Katamari Damacy Reroll
A stunningly creative set of games, Katamari is a franchise about rolling up objects all around the world to create stars and other heavenly bodies.
If you’re worried about the ethical implications of destroying entire towns against their will to send them out into space, you’re probably looking into the whole thing way too much.
Katamari Damacy Reroll is a modern remaster of the original game in the series, which was originally released for the PlayStation 2.
To be honest, this is definitely not the most exciting or polished game in the franchise overall, but the nature of the remaster also means that it’s now available on a whole bunch of different systems, including (probably) whatever game system you have in mind right now.

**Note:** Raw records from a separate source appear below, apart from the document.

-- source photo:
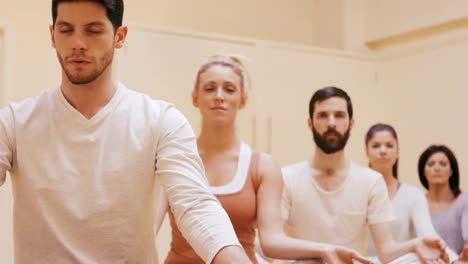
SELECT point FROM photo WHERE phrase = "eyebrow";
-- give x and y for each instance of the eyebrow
(90, 24)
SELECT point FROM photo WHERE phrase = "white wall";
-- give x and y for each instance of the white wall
(424, 95)
(391, 17)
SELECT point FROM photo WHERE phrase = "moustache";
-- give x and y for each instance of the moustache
(331, 132)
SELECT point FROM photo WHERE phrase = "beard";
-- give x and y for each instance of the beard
(78, 78)
(331, 145)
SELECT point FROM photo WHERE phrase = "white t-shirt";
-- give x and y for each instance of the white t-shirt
(337, 217)
(83, 188)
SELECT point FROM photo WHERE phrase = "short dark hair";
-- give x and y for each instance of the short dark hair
(328, 92)
(383, 127)
(114, 10)
(454, 180)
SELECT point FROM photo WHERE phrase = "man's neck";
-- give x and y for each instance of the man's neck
(328, 163)
(89, 99)
(329, 170)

If you’re an XBox person with Game Pass, then it is in fact currently available through Game Pass, so you can play it without paying anything extra. Also, this might change in the future, so keep an eye out on that Game Pass list just in case.
Part Time UFO
This is a tiny little game from HAL, a legendary game development studio that was the original home of the Kirby and Smash Bros. games. Good old Satoru Iwata even helped found the company back in the day and got them in touch with Nintendo, who would turn out to be a pretty big deal in the video game industry. Maybe you’ve heard of them.
Anyway, Part Time UFO is a kind of arcade-style game where you play as a little UFo that’s just trying to pay the bills by taking on all these random odd jobs, most of which will require you to stack various things on a platform without letting them fall over.
There are more specific requests in the mix as well, but if you like the core gameplay, then you’ll be motivated to work through every one of them.